Puchacz wypalił o Lewandowskim. "Bogu nie wolno tego zabierać"

W czerwcu cała Polska żyła decyzją Michała Probierza o odebraniu Robertowi Lewandowskiemu funkcji kapitana reprezentacji Polski. Tymoteusz Puchacz w bardzo dosadny sposób wypowiedział się o decyzji byłego selekcjonera.
Probierz swoim postępowaniem doprowadził do rewolucji w kadrze. Lewandowski zawiesił występy w reprezentacji, a sam po porażce z Finlandią w eliminacjach do mistrzostw świata musiał podać się do dymisji.

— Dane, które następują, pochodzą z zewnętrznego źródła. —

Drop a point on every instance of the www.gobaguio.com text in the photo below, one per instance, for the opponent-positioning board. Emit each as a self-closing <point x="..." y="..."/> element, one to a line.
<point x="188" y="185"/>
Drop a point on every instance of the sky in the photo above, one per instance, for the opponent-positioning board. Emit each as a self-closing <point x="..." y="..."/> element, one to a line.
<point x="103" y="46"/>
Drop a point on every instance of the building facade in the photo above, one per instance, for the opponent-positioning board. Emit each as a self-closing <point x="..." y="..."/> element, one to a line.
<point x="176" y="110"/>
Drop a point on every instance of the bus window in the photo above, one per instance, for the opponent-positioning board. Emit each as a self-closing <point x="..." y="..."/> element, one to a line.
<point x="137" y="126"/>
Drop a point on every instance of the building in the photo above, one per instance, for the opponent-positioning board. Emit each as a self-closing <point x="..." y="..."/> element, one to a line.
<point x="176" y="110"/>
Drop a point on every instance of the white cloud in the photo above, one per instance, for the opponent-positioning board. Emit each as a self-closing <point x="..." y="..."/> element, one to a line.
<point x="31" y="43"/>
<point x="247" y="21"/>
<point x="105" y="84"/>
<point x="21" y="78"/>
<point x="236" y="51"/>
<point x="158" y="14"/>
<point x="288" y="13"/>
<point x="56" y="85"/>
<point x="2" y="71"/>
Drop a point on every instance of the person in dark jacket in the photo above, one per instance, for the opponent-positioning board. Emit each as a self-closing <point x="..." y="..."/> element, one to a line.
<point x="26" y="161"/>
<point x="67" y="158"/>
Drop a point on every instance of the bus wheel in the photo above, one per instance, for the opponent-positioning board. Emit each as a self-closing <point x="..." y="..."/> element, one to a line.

Bałagan próbuje teraz posprzątać Jan Urban. Selekcjoner zasugerował, że podjął już decyzję, kto będzie kapitanem kadry za jego kadencji. Na razie nie ogłosił jednak swojej decyzji.

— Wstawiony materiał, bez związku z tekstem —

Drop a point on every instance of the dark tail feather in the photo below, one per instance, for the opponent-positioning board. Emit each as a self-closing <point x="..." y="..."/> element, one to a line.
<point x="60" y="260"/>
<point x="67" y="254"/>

Puchacz ma jednoznaczne zdanie na temat całego zamieszania. Jego zdaniem odebranie opaski Lewandowskiego było błędem.
- Tak nie powinno być. "Lewemu" naprawdę wolno więcej. Zasługuje na to, by szanować ten jego pomnik, który zbudował. Robi świetną robotę dla kadry i całego kraju. W mojej głowie Bogu nie można zabrać to, co jest boskie - powiedział Puchacz w rozmowie z Radiem Zet.
Reprezentacja Polski we wrześniu zagra z Holandią i Finlandią. Puchacz nie jest kandydatem do powołania - wciąż pozostaje bez klubu.